Howard S. Jacobowitz
Howard Jacobowitz joined the law firm of VLMMc in 2014. He had spent the bulk of his career at McDonough Marcus Cohn & Tretter, where he started as an associate and later became a contract partner, then an equity partner. At McDonough he started doing commercial construction litigation and then branched out to transactional real estate, real estate litigation and more recently lawyers’ and engineers’ professional liability. Howard left McDonough for a brief sojourn at NAB Construction Co., where as general counsel was able to apply the principles of construction law to the day-to-day operations of a large public contracting company.

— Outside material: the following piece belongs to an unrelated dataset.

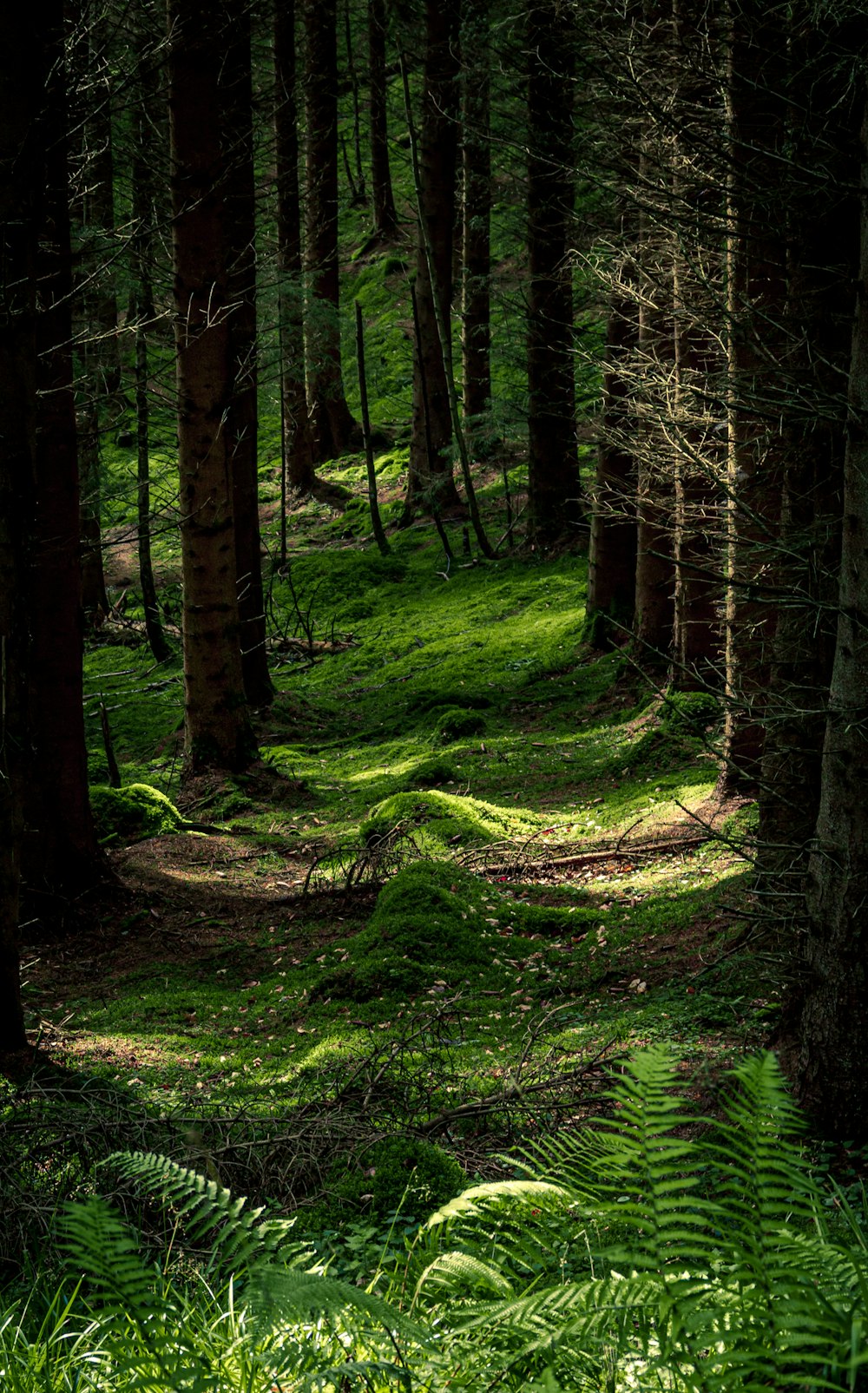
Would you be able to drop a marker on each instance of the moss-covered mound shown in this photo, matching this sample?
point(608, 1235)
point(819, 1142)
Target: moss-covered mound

Howard graduated from Duke University Law School in 1978. At Duke Law he grappled with the thorny legal issues of the day: the rule against perpetuities, the rule in Shelley’s case and the constitutional infirmity of Durham’s vagrancy statute.
Howard was admitted to practice in New York State in 1979. He was later admitted to the federal courts in the southern and eastern districts of New York.
His first job was as an Assistant Corporation Counsel for the City of New York. He worked in Family Court and then in construction litigation, where he tried the landmark case of Kalisch Jarcho v. City, which dealt with the enforceability of the City’s standard “no damage for delay” clause.
Howard was born in the Bronx and grew up in Queens and later on Long Island. At John F. Kennedy High School in Bellmore he excelled academically and played third doubles on the tennis team. Howard attended undergraduate school at Hamilton College in Clinton, N.Y., where he majored in English and American History. He graduated from Hamilton in 1975 summa cum laude and was elected to Phi Beta Kappa.
Howard is a frequent lecturer for Lorman and the New York State Bar Association on various topics in construction and design law and has authored several articles recently in the New York Law Journal on lawyers’ professional liability and New York Practice.